The clean energy supply in New England is being driven by state mandates, while the issues around resource adequacy and reliability services is driven by the wholesale market. The states have said they do not want to take back authority for resource adequacy, van Welie said.
“They want the kudos from signing the contracts with the green stuff, and they want to leave the problem of how you pay for all that fossil stuff to the ISO and FERC, right?” he added. “So that’s the sort of political dynamic that’s going on there. But in this regard, I agree with [FERC] Commissioner [Mark] Christie, which is the states can’t just walk away from resource adequacy.”
The states have to get behind a market that can support resource adequacy over the long term, because otherwise it will be chaos, with the markets having to be redesigned every three or four years, van Welie said.
One of New England’s longstanding issues is ensuring reliability at the end of the pipeline network during harsh winter weather, which has bedeviled the market at the opposite end of many of those pipelines: Texas. Unlike the Northeast, Texas has plenty of natural gas supply, but it has had its worst reliability issues during the winters, Hunt Energy Network CEO Pat Wood said.
“Gas has two mistresses in the middle of a cold day, and it’s gas customers who keep their homes warm through natural gas and now 62% of Texans who keep their home warm through electric heat,” Wood said. “And that very tight period of time is where you’ve got the problem.”
Texas cannot count on its growing solar resources before the sun rises on a cold winter morning and when wind also is not producing at those times, and the market is not sending a strong price signal that resource adequacy is required in such times, Wood said. After Winter Storm Uri, the price cap was cut back from $9,000/MWh to $5,000/MWh.
The dispatchable reliability reserve service (DRRS), a proposal from the Texas Industrial Energy Consumers working its way through ERCOT’s processes, could help send the right kind of price signals to get needed generation built, Wood said.
While Texas and New England both face winter reliability issues, Calpine CEO Thad Hill, whose firm is active in both markets, noted they have very different causes.
“In the east, we’ve got a fundamental capacity shortage,” Hill said. “In ERCOT, we had a breakdown of preparation.”
Part of that breakdown ahead of Winter Storm Uri came from new oil and gas production capacity that had come online in the Permian Basin since ERCOT’s previous winter reliability problems in 2011, he added. Oil and gas production older than that performed better, while the new Permian capacity often was supplied by the grid and stopped producing when it lost power, exacerbating shortages in both gas and electricity.
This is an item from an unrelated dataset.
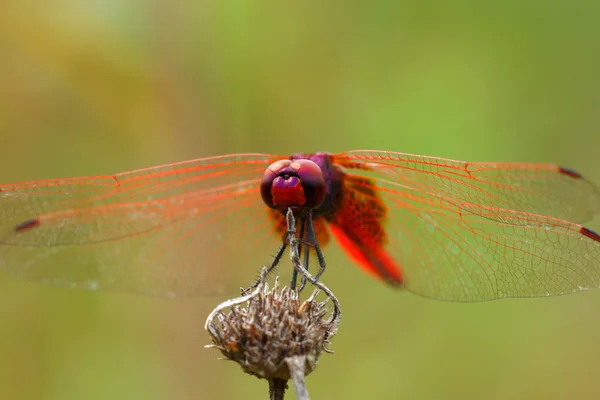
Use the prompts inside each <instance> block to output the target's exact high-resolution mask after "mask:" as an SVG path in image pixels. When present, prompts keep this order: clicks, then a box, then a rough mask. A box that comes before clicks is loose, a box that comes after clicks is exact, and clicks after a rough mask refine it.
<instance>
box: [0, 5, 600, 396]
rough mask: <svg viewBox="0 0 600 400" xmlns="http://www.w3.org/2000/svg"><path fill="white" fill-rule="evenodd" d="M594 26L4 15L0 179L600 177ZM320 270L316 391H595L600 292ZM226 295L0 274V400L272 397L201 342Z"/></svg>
mask: <svg viewBox="0 0 600 400" xmlns="http://www.w3.org/2000/svg"><path fill="white" fill-rule="evenodd" d="M599 17H600V3H598V2H594V1H577V0H576V1H570V2H557V1H553V2H552V1H551V2H548V1H538V0H532V1H527V2H520V1H503V2H468V1H458V2H443V1H420V2H417V1H414V2H402V3H401V2H396V1H373V2H350V3H347V2H341V1H337V2H336V1H332V2H321V1H311V0H309V1H304V2H299V3H293V2H291V3H284V2H276V1H263V0H257V1H256V0H255V1H231V2H189V3H187V2H185V1H178V0H174V1H170V2H167V1H158V0H156V1H148V2H142V1H138V0H132V1H128V2H120V1H114V0H113V1H103V2H100V1H86V2H78V1H68V0H57V1H53V2H33V1H17V0H4V1H2V4H0V149H1V154H2V156H1V158H0V178H1V180H0V181H1V182H3V183H9V182H14V181H20V180H29V179H41V178H51V177H61V176H65V177H66V176H79V175H88V174H106V173H112V172H119V171H124V170H129V169H136V168H141V167H145V166H151V165H158V164H162V163H167V162H173V161H178V160H185V159H191V158H197V157H201V156H208V155H216V154H222V153H235V152H254V151H257V152H269V153H276V154H287V153H292V152H304V151H331V152H338V151H343V150H349V149H359V148H369V149H382V150H394V151H403V152H413V153H419V154H426V155H435V156H442V157H448V158H456V159H466V160H472V161H540V162H558V163H560V164H562V165H565V166H569V167H571V168H574V169H575V170H578V171H581V172H582V173H583V174H584V175H586V176H587V177H588V178H589V179H591V180H592V181H594V182H596V183H597V184H600V169H599V167H598V165H599V163H598V148H599V146H600V133H599V131H598V126H599V125H600V112H599V106H600V98H599V97H600V84H599V83H600V80H599V78H598V76H599V72H598V71H600V48H599V47H600V40H599V38H600V24H599V23H598V21H599ZM599 225H600V224H598V223H591V224H590V225H589V226H590V227H591V228H594V229H598V228H599ZM327 256H328V260H329V265H331V266H332V267H331V268H329V270H328V273H327V276H328V278H327V282H328V284H329V285H330V287H331V288H332V289H334V290H335V291H336V293H337V294H338V296H339V298H340V300H341V301H342V305H343V307H344V314H345V315H344V319H343V320H342V325H341V329H340V333H339V335H338V336H337V337H336V338H335V339H334V343H333V346H332V347H333V349H334V350H335V354H334V355H324V356H323V357H322V358H321V361H320V364H319V368H318V369H317V371H316V372H315V373H314V375H313V376H310V377H309V378H308V385H309V391H310V393H311V395H312V397H313V398H315V399H331V398H344V399H350V398H352V399H362V398H381V399H386V398H389V399H400V398H407V399H451V398H460V399H481V398H486V399H504V398H511V399H532V398H545V399H565V398H580V399H591V398H600V385H598V384H597V382H598V374H599V373H600V342H599V340H598V338H600V318H598V315H599V312H598V310H599V309H600V291H596V292H594V291H592V292H589V293H584V294H580V295H573V296H565V297H558V298H549V299H537V300H504V301H497V302H489V303H476V304H453V303H441V302H435V301H430V300H425V299H422V298H419V297H417V296H413V295H411V294H408V293H399V292H397V291H394V290H392V289H389V288H387V287H385V286H384V285H382V284H380V283H379V282H376V281H375V280H373V279H371V278H368V277H366V276H365V275H364V274H363V273H362V272H360V271H359V270H358V269H357V268H355V267H354V266H352V265H350V263H349V262H347V260H346V259H345V258H344V257H343V256H342V254H341V252H340V251H339V249H337V248H328V252H327ZM599 267H600V266H599ZM216 302H217V300H216V299H197V300H163V299H154V298H146V297H142V296H134V295H123V294H112V293H88V292H82V291H75V290H67V289H61V288H50V287H44V286H42V285H38V284H35V283H29V282H23V281H20V280H17V279H14V278H11V277H9V276H7V275H5V274H1V275H0V398H2V399H11V400H18V399H60V400H69V399H78V400H79V399H146V400H150V399H204V398H223V399H225V398H245V399H265V398H267V384H266V383H264V382H259V381H258V380H256V379H254V378H252V377H249V376H245V375H243V374H242V373H241V372H240V370H239V368H238V367H237V366H236V365H234V364H231V363H227V362H222V361H216V360H215V358H217V357H218V356H220V354H219V353H218V352H217V351H215V350H206V349H204V348H203V345H205V344H208V343H209V339H208V336H207V335H206V334H205V332H204V331H203V322H204V318H205V316H206V315H207V313H208V312H209V310H211V309H212V307H213V306H214V305H215V303H216ZM292 397H293V395H292V394H291V393H290V398H292Z"/></svg>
While PJM had its hiccups in winters past, historically it has had very healthy reserve margins. But its recent capacity auction saw prices shoot up as those narrowed, which has sparked controversy. (See PJM Capacity Prices Spike 10-fold in 2025/2026 Auction.)
Hill noted that in the past when capacity prices have spiked, his firm and other suppliers have responded with new supply, and he expects that to happen again.